Please note: This master’s thesis presentation will take place in DC 2102.
Christopher
West,
Master’s
candidate
David
R.
Cheriton
School
of
Computer
Science
Supervisors: Professors Anita Layton, Justin Wan
Kidney cancer is a well-studied and highly prevalent cancer in which tumors grow and obstruct the functional tissues of the kidney. Medical imaging is commonly used to diagnose and verify the presence of these kidney tumors and can give some qualitative intuition on the scope of their proliferation.
Although the overall size of a kidney tumor may indicate the scope of its impact on the function of the kidney, there is good reason to believe that the tumor’s location may be similarly important. Renal tissues are highly specialized and separated into unique compartments that perform different tasks, so a tumor in one area may have other downstream effects than a similar one in another location. Much is known about renal carcinoma’s cell- and tissue-level proliferation, but the distribution of tumors in the kidney at the macroscopic level needs to be better studied. This knowledge gap partly stems from a lack of common registration and standardization schemes. One can describe the location of tumors in absolute spatial terms, but this has poor carryover for patients with naturally different kidney sizes or shapes.
With this in mind, we develop a novel spatial parameterization scheme that takes advantage of the intrinsic structures and symmetries present in the kidney. We use boundary-based distance metrics to model the concentric structures of the kidney, such as the renal cortex and medulla. To manage the variability present in the kidney segmentation process, we developed a method for using convex hulls to smooth and standardize the analysis region. A bilateral spherical coordinate system is developed to describe tumor position and scope uniquely. Using an atlas and Cartesian projections allows us to map tumors from distinct patients to the same shared space.

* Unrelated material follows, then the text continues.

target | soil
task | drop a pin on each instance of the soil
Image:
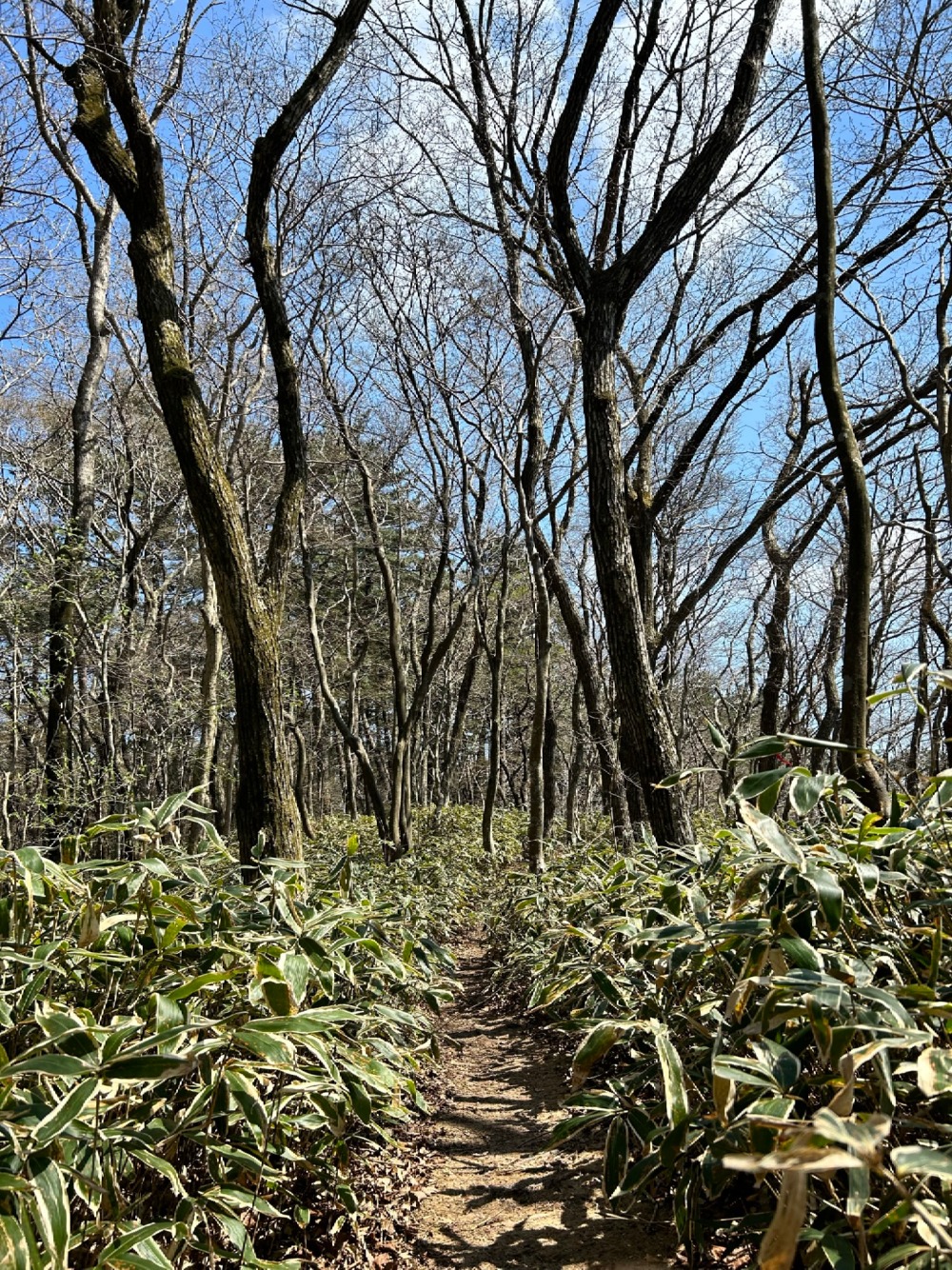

Using these tools, we process the Kits21 kidney tumor dataset and generate the first-of-its-kind kidney tumor heat map. We also theorize and provide preliminary experimentation into using spatial features for simple risk evaluation. A biologically-motivated prototype occlusion metric is designed to model the relative impact of a tumor based on size and location. Overall, this research paper demonstrates and justifies using this spatial parameterization scheme as a foundation for future quantitative analyses. The researcher hopes future work will improve and extend the method for further use cases.